Throughout the blog, I have put safety posters. These things are everywhere, and they’re all comedic. It adds a sense of needed lightness to the mill. Unfortunately, Edson OSB is one of, if not the oldest OSB mill in North America. The mill has massive equipment crammed into the generally small building, and the lighting is not as thorough as in newer mills (I have seen videos of Grayling, and the mill is lit almost white). However, all of the places where people walk around most are very well lit.
And that’s just the age of the mill. The original crew for the mill that’re still at the mill, the people that built the mill and loaded the first press load, could be counted on one of my hands. There are commemorative plaques in the main office foyer. Each tells the story of the mill, and the people that have come through this mill. We work here with the hope that we can pass on the mill to the generations below us. It’s why we have the summer student program.
The last portion of this blog will be an entire video of the finishing end. What happens right after the board is pressed? Rather than give you a boring play by play essay on the finishing end, I figured it would be absolutely cool to just string together a series of clips – how the board is cut, painted, then packaged. I’ve never developed videos on this scale before, but it is actually quite fun seeing a project come together. The logo graphic took an entire hour to animate (but that’s just because I am new in graphic design; the tutorial video was only 7 minutes).
Being a temporary hire, I must have trust in the next engineering intern. I dedicate to you these blogs of my summer. Enjoy the job. Although document control is dry work, the opportunity to see machinery close up and the work of past engineers is insurmountable. Try to get permission to watch a project commission. Since I made a video of the finishing end, I suppose you can make a video of the green end. My ledger/notebook, a document control manual, and accompanying videos will be handed down to you.

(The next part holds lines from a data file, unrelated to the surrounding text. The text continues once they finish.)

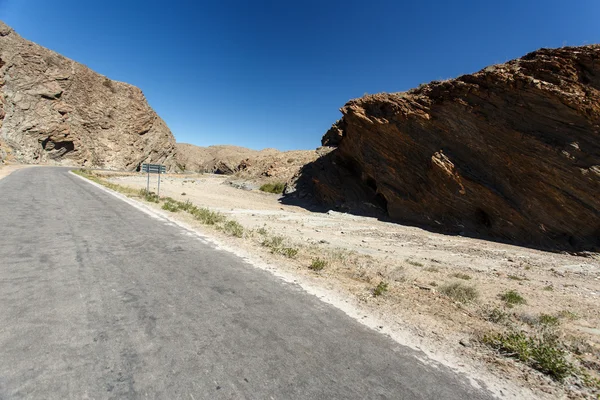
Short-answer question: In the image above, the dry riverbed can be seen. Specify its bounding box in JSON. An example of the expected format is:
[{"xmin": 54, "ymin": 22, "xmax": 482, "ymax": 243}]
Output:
[{"xmin": 90, "ymin": 173, "xmax": 600, "ymax": 398}]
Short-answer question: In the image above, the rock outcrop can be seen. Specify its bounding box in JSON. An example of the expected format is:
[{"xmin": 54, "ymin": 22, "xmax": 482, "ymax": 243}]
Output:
[
  {"xmin": 291, "ymin": 45, "xmax": 600, "ymax": 250},
  {"xmin": 0, "ymin": 22, "xmax": 175, "ymax": 170}
]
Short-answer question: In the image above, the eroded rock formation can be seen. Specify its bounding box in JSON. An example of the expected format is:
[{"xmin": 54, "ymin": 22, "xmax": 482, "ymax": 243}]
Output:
[
  {"xmin": 288, "ymin": 45, "xmax": 600, "ymax": 249},
  {"xmin": 0, "ymin": 21, "xmax": 175, "ymax": 170}
]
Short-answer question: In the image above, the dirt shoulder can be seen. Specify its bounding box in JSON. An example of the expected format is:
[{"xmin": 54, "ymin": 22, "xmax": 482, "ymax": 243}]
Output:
[
  {"xmin": 96, "ymin": 170, "xmax": 600, "ymax": 398},
  {"xmin": 0, "ymin": 164, "xmax": 34, "ymax": 179}
]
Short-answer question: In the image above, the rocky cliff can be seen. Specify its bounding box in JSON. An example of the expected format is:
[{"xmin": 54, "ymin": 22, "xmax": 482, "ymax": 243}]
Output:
[
  {"xmin": 288, "ymin": 45, "xmax": 600, "ymax": 249},
  {"xmin": 0, "ymin": 22, "xmax": 175, "ymax": 170}
]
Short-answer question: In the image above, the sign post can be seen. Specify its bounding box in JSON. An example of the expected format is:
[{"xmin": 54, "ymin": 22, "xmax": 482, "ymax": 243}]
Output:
[{"xmin": 142, "ymin": 163, "xmax": 167, "ymax": 197}]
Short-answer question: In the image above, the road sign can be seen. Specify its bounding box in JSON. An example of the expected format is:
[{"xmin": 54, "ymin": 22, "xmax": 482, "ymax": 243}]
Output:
[
  {"xmin": 142, "ymin": 163, "xmax": 167, "ymax": 197},
  {"xmin": 142, "ymin": 163, "xmax": 167, "ymax": 174}
]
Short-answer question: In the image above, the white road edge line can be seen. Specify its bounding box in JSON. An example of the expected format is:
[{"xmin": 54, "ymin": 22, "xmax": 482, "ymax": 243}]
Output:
[{"xmin": 69, "ymin": 171, "xmax": 537, "ymax": 399}]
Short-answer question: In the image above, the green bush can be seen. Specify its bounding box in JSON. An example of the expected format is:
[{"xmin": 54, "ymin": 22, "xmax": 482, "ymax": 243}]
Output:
[
  {"xmin": 500, "ymin": 290, "xmax": 527, "ymax": 307},
  {"xmin": 261, "ymin": 236, "xmax": 283, "ymax": 251},
  {"xmin": 190, "ymin": 208, "xmax": 225, "ymax": 225},
  {"xmin": 260, "ymin": 182, "xmax": 285, "ymax": 194},
  {"xmin": 279, "ymin": 247, "xmax": 298, "ymax": 258},
  {"xmin": 223, "ymin": 220, "xmax": 244, "ymax": 237},
  {"xmin": 161, "ymin": 200, "xmax": 180, "ymax": 212},
  {"xmin": 440, "ymin": 282, "xmax": 479, "ymax": 303},
  {"xmin": 373, "ymin": 281, "xmax": 388, "ymax": 297},
  {"xmin": 308, "ymin": 258, "xmax": 327, "ymax": 271},
  {"xmin": 452, "ymin": 272, "xmax": 471, "ymax": 281},
  {"xmin": 483, "ymin": 332, "xmax": 574, "ymax": 381}
]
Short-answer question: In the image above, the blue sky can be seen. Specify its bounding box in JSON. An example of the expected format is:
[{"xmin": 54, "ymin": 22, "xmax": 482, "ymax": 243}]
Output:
[{"xmin": 0, "ymin": 0, "xmax": 600, "ymax": 150}]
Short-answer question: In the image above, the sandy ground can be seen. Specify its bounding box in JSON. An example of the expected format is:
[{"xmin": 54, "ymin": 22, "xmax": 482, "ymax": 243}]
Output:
[{"xmin": 71, "ymin": 170, "xmax": 600, "ymax": 398}]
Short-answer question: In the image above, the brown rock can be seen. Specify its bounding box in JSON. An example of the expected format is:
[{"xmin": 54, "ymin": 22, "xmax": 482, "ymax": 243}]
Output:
[
  {"xmin": 0, "ymin": 22, "xmax": 175, "ymax": 170},
  {"xmin": 297, "ymin": 45, "xmax": 600, "ymax": 249}
]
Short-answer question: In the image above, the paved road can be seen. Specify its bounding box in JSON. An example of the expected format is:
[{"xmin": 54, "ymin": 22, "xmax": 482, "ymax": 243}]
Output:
[{"xmin": 0, "ymin": 168, "xmax": 490, "ymax": 399}]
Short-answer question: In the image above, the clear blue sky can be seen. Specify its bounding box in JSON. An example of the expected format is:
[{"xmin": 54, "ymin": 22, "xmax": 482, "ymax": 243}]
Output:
[{"xmin": 0, "ymin": 0, "xmax": 600, "ymax": 150}]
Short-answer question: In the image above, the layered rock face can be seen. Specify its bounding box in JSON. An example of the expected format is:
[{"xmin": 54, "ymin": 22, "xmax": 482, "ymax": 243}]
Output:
[
  {"xmin": 0, "ymin": 22, "xmax": 175, "ymax": 170},
  {"xmin": 298, "ymin": 45, "xmax": 600, "ymax": 249}
]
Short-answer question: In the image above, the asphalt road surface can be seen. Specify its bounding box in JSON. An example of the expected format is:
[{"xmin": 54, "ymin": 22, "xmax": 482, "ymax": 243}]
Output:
[{"xmin": 0, "ymin": 168, "xmax": 491, "ymax": 399}]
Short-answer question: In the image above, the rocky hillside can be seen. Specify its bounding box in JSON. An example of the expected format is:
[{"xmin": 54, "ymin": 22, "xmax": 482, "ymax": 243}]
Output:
[
  {"xmin": 288, "ymin": 45, "xmax": 600, "ymax": 249},
  {"xmin": 176, "ymin": 143, "xmax": 323, "ymax": 182},
  {"xmin": 0, "ymin": 22, "xmax": 175, "ymax": 170}
]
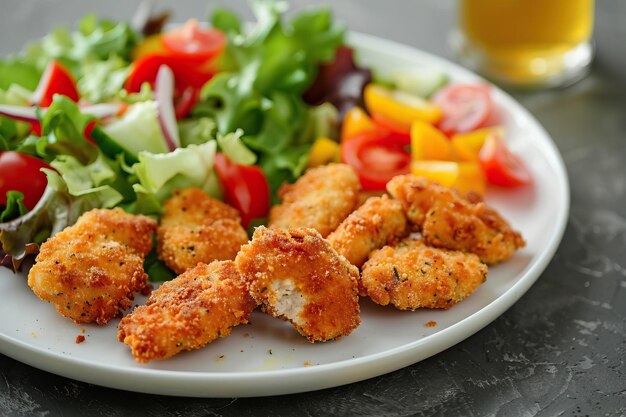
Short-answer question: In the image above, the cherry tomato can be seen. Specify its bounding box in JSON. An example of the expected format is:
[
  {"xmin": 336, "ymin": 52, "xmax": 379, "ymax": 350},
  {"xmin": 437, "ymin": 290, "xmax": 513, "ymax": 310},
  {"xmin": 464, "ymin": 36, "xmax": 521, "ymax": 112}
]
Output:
[
  {"xmin": 125, "ymin": 55, "xmax": 213, "ymax": 119},
  {"xmin": 0, "ymin": 151, "xmax": 50, "ymax": 210},
  {"xmin": 432, "ymin": 84, "xmax": 493, "ymax": 136},
  {"xmin": 372, "ymin": 113, "xmax": 412, "ymax": 145},
  {"xmin": 478, "ymin": 134, "xmax": 532, "ymax": 187},
  {"xmin": 215, "ymin": 152, "xmax": 270, "ymax": 227},
  {"xmin": 125, "ymin": 55, "xmax": 213, "ymax": 93},
  {"xmin": 33, "ymin": 59, "xmax": 80, "ymax": 107},
  {"xmin": 161, "ymin": 19, "xmax": 226, "ymax": 61},
  {"xmin": 341, "ymin": 129, "xmax": 411, "ymax": 190}
]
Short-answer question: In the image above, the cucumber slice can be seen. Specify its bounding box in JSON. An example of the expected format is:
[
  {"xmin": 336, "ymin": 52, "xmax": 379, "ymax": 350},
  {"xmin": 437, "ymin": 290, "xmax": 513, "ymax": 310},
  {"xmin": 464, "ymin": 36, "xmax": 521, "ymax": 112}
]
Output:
[{"xmin": 391, "ymin": 68, "xmax": 448, "ymax": 98}]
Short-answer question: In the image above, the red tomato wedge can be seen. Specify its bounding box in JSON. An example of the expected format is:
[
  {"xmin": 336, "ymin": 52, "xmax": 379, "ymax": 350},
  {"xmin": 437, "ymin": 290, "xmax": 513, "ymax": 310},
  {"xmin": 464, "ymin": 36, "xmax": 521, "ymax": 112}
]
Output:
[
  {"xmin": 432, "ymin": 84, "xmax": 493, "ymax": 136},
  {"xmin": 161, "ymin": 19, "xmax": 226, "ymax": 61},
  {"xmin": 215, "ymin": 152, "xmax": 270, "ymax": 227},
  {"xmin": 478, "ymin": 134, "xmax": 532, "ymax": 187},
  {"xmin": 341, "ymin": 129, "xmax": 411, "ymax": 190},
  {"xmin": 125, "ymin": 55, "xmax": 213, "ymax": 119},
  {"xmin": 0, "ymin": 151, "xmax": 50, "ymax": 210},
  {"xmin": 125, "ymin": 55, "xmax": 213, "ymax": 93},
  {"xmin": 32, "ymin": 59, "xmax": 80, "ymax": 107}
]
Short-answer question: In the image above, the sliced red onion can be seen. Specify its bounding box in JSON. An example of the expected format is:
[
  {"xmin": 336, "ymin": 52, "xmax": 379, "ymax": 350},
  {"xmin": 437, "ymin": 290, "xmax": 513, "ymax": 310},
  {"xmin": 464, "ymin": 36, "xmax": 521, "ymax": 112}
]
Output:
[
  {"xmin": 0, "ymin": 104, "xmax": 39, "ymax": 123},
  {"xmin": 80, "ymin": 103, "xmax": 122, "ymax": 119},
  {"xmin": 30, "ymin": 62, "xmax": 54, "ymax": 104},
  {"xmin": 154, "ymin": 65, "xmax": 180, "ymax": 151}
]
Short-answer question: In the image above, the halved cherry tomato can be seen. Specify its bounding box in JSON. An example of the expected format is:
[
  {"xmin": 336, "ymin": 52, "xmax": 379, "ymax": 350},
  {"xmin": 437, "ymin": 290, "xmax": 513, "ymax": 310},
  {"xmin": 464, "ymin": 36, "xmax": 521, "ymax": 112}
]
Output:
[
  {"xmin": 432, "ymin": 84, "xmax": 493, "ymax": 136},
  {"xmin": 478, "ymin": 134, "xmax": 532, "ymax": 187},
  {"xmin": 363, "ymin": 84, "xmax": 441, "ymax": 132},
  {"xmin": 125, "ymin": 55, "xmax": 213, "ymax": 119},
  {"xmin": 33, "ymin": 59, "xmax": 80, "ymax": 107},
  {"xmin": 341, "ymin": 129, "xmax": 411, "ymax": 191},
  {"xmin": 215, "ymin": 152, "xmax": 270, "ymax": 227},
  {"xmin": 125, "ymin": 55, "xmax": 213, "ymax": 93},
  {"xmin": 0, "ymin": 151, "xmax": 50, "ymax": 210},
  {"xmin": 161, "ymin": 19, "xmax": 226, "ymax": 61}
]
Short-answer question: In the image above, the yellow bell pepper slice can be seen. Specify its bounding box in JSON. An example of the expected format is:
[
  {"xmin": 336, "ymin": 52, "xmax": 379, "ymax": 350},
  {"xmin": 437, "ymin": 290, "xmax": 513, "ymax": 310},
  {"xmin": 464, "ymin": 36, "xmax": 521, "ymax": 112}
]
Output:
[
  {"xmin": 308, "ymin": 137, "xmax": 339, "ymax": 168},
  {"xmin": 411, "ymin": 120, "xmax": 452, "ymax": 161},
  {"xmin": 341, "ymin": 107, "xmax": 376, "ymax": 142},
  {"xmin": 450, "ymin": 126, "xmax": 504, "ymax": 161},
  {"xmin": 411, "ymin": 160, "xmax": 487, "ymax": 196},
  {"xmin": 363, "ymin": 84, "xmax": 442, "ymax": 131}
]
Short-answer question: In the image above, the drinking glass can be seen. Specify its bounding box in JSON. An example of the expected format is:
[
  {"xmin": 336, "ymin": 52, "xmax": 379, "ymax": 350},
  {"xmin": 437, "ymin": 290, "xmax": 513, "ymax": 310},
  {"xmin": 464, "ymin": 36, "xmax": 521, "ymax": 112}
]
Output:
[{"xmin": 451, "ymin": 0, "xmax": 594, "ymax": 88}]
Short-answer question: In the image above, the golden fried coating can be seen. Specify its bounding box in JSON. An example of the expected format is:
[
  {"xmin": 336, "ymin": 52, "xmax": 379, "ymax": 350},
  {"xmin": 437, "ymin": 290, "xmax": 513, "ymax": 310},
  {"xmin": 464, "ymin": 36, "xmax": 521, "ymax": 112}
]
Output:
[
  {"xmin": 117, "ymin": 261, "xmax": 256, "ymax": 363},
  {"xmin": 387, "ymin": 175, "xmax": 526, "ymax": 265},
  {"xmin": 361, "ymin": 238, "xmax": 487, "ymax": 310},
  {"xmin": 73, "ymin": 208, "xmax": 156, "ymax": 257},
  {"xmin": 28, "ymin": 209, "xmax": 156, "ymax": 324},
  {"xmin": 269, "ymin": 164, "xmax": 361, "ymax": 237},
  {"xmin": 327, "ymin": 195, "xmax": 408, "ymax": 267},
  {"xmin": 157, "ymin": 188, "xmax": 248, "ymax": 274},
  {"xmin": 235, "ymin": 227, "xmax": 361, "ymax": 343}
]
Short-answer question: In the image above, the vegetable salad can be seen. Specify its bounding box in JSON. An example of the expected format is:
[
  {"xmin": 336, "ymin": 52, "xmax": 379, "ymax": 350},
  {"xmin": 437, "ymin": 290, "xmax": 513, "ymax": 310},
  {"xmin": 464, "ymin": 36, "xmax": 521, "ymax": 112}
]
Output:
[{"xmin": 0, "ymin": 0, "xmax": 531, "ymax": 280}]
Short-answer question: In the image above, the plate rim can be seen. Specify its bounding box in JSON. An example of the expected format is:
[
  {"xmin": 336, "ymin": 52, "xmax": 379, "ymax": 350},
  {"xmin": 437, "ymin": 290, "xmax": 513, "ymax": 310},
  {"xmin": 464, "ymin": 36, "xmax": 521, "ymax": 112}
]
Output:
[{"xmin": 0, "ymin": 31, "xmax": 570, "ymax": 397}]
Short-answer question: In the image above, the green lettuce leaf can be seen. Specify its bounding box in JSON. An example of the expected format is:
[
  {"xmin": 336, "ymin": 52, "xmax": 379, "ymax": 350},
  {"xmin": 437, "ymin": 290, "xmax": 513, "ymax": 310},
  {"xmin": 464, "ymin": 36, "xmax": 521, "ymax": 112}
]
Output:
[
  {"xmin": 0, "ymin": 191, "xmax": 28, "ymax": 223},
  {"xmin": 200, "ymin": 0, "xmax": 345, "ymax": 193},
  {"xmin": 129, "ymin": 141, "xmax": 220, "ymax": 214},
  {"xmin": 103, "ymin": 101, "xmax": 168, "ymax": 155},
  {"xmin": 37, "ymin": 95, "xmax": 98, "ymax": 164},
  {"xmin": 19, "ymin": 15, "xmax": 139, "ymax": 102}
]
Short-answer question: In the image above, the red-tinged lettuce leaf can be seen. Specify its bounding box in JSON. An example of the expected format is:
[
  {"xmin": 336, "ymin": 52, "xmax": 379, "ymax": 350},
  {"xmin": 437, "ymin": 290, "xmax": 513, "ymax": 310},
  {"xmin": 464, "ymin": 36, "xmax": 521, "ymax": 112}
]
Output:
[
  {"xmin": 0, "ymin": 187, "xmax": 70, "ymax": 272},
  {"xmin": 303, "ymin": 46, "xmax": 372, "ymax": 118}
]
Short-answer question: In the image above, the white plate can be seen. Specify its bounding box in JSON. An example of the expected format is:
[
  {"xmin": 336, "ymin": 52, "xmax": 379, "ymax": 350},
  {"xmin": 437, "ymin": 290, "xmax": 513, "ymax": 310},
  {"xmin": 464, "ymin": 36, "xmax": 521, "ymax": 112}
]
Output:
[{"xmin": 0, "ymin": 34, "xmax": 569, "ymax": 397}]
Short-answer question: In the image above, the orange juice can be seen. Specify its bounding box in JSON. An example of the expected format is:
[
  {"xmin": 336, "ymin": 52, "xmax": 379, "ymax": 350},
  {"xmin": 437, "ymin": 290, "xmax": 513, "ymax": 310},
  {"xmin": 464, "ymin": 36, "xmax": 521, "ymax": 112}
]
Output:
[{"xmin": 450, "ymin": 0, "xmax": 593, "ymax": 85}]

I guess this will be my last blog. My tutorial videos have eaten up an inordinate amount of my time, and they are still in the middle of their development. I would like to thank my friend Mabel for taking Green Dream profile picture. It suits the blog phenomenally well. Thank you Natalie, my mill manager, for editing these blogs into top-quality. And to the mill, thank you for 2 years of the best experience. Stay safe.